R/morphol.disparity.r
In geomorph: Geometric Morphometric Analyses of 2D and 3D Landmark Data

Documented in morphol.disparity

#' Morphological disparity for one or more groups of specimens 
#'
#' Function estimates morphological disparity and performs pairwise comparisons among groups 
#'
#' The function estimates morphological disparity and performs pairwise comparisons to identify differences
#' among groups. Morphological disparity is estimated as the Procrustes variance, overall or for groups, 
#' using residuals of a linear model fit.  Procrustes variance is the same sum of the diagonal elements 
#' of the group covariance matrix divided by the number of observations in the group (e.g., Zelditch et al. 2012).
#' The function takes as input a formula to describe the linear model fit,
#' plus a formulaic indication of groups (e.g., ~ groups).  It is assumed that the formula describes shape data that 
#' have been GPA-aligned [e.g., \code{\link{gpagen}}], although the function can work with any multivariate data.
#' 
#' Partial disparities (Foote 1993) can also be calculated, but only for model formulas containing only an intercept 
#' (e.g., coords ~ 1).  Partial disparity has the same numerator as Procrustes variance (with respect to an overall mean)
#' but the denominator is N - 1 for all N observations, rather than n, the group size.  (The sum of all group n equals N.)
#' Partial disparities have the appeal that the sum of group partial disparities it the total disparity.
#' 
#' Absolute differences in Procrustes variances are test statistics that can be used to test differences
#' in morphological disparity among groups.  These differences are  statistically evaluated through permutation, 
#' where the vectors of residuals are randomized among groups.
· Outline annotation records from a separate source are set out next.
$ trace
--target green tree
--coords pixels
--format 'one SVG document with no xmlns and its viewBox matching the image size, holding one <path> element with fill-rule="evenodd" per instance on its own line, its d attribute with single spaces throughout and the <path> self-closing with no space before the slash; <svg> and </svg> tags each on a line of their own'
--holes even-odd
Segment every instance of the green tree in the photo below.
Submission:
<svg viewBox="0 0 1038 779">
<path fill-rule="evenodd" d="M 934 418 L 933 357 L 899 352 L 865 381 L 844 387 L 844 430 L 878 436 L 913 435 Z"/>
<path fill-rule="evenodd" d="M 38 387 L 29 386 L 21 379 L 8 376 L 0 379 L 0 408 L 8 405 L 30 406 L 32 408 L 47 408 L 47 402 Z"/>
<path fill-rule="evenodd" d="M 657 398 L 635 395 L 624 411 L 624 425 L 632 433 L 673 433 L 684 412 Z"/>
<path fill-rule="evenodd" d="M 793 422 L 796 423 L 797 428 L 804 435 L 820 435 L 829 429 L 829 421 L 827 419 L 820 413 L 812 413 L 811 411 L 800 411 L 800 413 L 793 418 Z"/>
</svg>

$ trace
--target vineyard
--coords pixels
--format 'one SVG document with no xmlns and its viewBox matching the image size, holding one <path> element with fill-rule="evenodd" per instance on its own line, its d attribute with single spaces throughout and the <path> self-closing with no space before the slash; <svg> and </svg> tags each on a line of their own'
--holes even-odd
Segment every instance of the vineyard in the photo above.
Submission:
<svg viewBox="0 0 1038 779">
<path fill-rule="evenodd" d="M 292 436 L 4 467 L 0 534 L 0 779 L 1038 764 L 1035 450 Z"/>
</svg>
The function can be used to obtain disparity for the whole
#' dataset by using "a dummy group factor "~ 1" as the right-hand portion of the formula, in which case only Procrustes 
#' variance is returned.  Additionally, if the right-hand portion of the formula only contains (continuous) covariates, 
#' e.g., "~ Csize", Procrustes variance will be calculated for the whole data set or groups, after accounting for the
#' linear regression described.  Finally, different factors can be indicated in the formula and for groups, if one wishes to 
#' compare morphological disparities for groups comprising only a portion of or collapsing of the groups in a more complex model 
#' (see examples).
#' 
#' This function can be used with an object of class "procD.lm" or "lm.rrpp", if such analyses have already been performed.  
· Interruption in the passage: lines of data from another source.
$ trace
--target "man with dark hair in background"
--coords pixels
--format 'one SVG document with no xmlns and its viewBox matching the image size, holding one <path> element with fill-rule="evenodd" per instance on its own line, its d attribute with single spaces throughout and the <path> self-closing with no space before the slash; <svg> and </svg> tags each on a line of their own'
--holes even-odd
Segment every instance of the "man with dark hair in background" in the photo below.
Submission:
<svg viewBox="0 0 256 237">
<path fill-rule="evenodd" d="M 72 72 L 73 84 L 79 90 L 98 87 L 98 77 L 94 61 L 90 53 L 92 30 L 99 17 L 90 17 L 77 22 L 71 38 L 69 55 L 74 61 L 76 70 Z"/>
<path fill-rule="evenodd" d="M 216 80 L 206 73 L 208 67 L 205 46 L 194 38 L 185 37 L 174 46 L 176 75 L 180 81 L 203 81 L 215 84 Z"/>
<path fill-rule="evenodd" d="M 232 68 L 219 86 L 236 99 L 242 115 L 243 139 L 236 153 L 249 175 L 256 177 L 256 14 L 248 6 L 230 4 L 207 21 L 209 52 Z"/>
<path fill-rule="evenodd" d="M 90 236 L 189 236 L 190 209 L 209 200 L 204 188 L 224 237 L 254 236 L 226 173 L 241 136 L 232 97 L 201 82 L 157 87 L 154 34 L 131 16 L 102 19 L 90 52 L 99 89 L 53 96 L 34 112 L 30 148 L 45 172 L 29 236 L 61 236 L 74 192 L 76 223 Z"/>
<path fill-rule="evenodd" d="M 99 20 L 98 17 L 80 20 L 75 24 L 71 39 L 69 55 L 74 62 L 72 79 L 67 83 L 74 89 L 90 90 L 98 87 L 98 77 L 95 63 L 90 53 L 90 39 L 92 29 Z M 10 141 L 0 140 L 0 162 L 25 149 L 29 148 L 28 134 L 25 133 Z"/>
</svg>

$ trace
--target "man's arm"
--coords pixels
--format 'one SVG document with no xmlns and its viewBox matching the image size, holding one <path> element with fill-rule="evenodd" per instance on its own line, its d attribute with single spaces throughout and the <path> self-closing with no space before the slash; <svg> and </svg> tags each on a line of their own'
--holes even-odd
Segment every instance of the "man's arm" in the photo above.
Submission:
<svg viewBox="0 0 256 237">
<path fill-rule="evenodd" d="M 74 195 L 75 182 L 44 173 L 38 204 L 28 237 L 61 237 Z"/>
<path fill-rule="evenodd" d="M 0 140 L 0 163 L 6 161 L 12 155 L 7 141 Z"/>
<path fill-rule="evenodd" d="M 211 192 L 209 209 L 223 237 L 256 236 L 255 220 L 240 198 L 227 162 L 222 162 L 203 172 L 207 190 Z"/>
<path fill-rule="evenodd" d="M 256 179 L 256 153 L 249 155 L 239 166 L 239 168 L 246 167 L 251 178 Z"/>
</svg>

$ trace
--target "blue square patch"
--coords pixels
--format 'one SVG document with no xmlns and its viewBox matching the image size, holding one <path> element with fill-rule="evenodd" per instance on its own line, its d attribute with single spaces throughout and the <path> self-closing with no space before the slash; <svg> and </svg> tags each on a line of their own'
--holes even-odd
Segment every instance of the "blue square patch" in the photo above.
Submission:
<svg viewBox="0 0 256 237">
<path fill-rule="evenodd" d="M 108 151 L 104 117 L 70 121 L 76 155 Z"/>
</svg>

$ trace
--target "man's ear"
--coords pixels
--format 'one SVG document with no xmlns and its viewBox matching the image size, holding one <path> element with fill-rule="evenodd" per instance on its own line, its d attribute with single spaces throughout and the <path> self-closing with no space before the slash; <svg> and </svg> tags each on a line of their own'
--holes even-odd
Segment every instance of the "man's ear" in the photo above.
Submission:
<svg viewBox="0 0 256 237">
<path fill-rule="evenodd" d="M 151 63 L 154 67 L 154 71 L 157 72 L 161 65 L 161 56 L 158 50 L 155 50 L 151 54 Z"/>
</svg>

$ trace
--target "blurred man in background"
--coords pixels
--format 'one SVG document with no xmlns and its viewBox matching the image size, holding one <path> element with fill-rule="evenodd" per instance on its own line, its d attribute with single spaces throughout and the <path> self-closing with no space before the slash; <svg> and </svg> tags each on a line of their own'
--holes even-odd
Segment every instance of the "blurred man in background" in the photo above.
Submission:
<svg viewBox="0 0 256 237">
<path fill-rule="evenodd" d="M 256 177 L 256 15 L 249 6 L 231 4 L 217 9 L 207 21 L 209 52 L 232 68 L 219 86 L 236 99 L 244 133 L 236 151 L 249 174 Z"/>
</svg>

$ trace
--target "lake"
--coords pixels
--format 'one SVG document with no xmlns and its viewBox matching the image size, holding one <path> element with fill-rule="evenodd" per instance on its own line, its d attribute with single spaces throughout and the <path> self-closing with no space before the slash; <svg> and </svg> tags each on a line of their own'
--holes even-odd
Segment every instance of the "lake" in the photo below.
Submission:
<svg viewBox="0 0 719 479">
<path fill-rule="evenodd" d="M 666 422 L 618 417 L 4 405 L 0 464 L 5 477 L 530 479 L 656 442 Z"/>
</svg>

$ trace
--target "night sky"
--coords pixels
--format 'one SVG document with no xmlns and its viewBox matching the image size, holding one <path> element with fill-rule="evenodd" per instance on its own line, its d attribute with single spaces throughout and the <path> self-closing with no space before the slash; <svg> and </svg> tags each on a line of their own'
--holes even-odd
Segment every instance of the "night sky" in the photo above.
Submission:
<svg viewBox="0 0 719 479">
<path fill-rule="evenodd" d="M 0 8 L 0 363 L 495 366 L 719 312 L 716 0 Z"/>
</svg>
#' This is especially useful for analyses performed with  \code{\link{procD.pgls}}.  In this case, residuals obtained from PGLS estimation
#' of coefficients, rather than OLS estimation, will be used in the analysis.  Thus, one can account for phylogeny when comparing
#' morphological disparity among groups.  However, one should be aware that PGLS finds the PGLS residuals and transforms them via the 
#' phylogenetic covariance matrix in order to calculate variance.  Thus, disparity (dispersion in tangent space) and variance (dispersion
#' in transformed space, after accounting for phylogeny) can be considered different things.  This function uses an argument, 
#' \code{transform}, to allow users to use either GLS residuals in tangent space or transformed residuals in the transformed space to 
#' calculate disparity.  The former characterizes the dispersion of actual shapes around GLS means; the latter estimates GLS variances, 
#' by group.
#'
#' \subsection{Notes for geomorph 3.1.0 and subsequent versions}{ 
#'  The function \code{\link[RRPP]{pairwise}} in the \code{RRPP} package can also be used to evaluate morphological 
#'  disparity, and will yield results identical to those of the current function. A simple example is shown below
#'  }
#'
#' @param f1 A formula describing the linear model used.  The left-hand portion of the formula should be
#'  a 3D array (p x k x n) containing Procrustes shape variables for a set of specimens, or a matrix (n x variables). 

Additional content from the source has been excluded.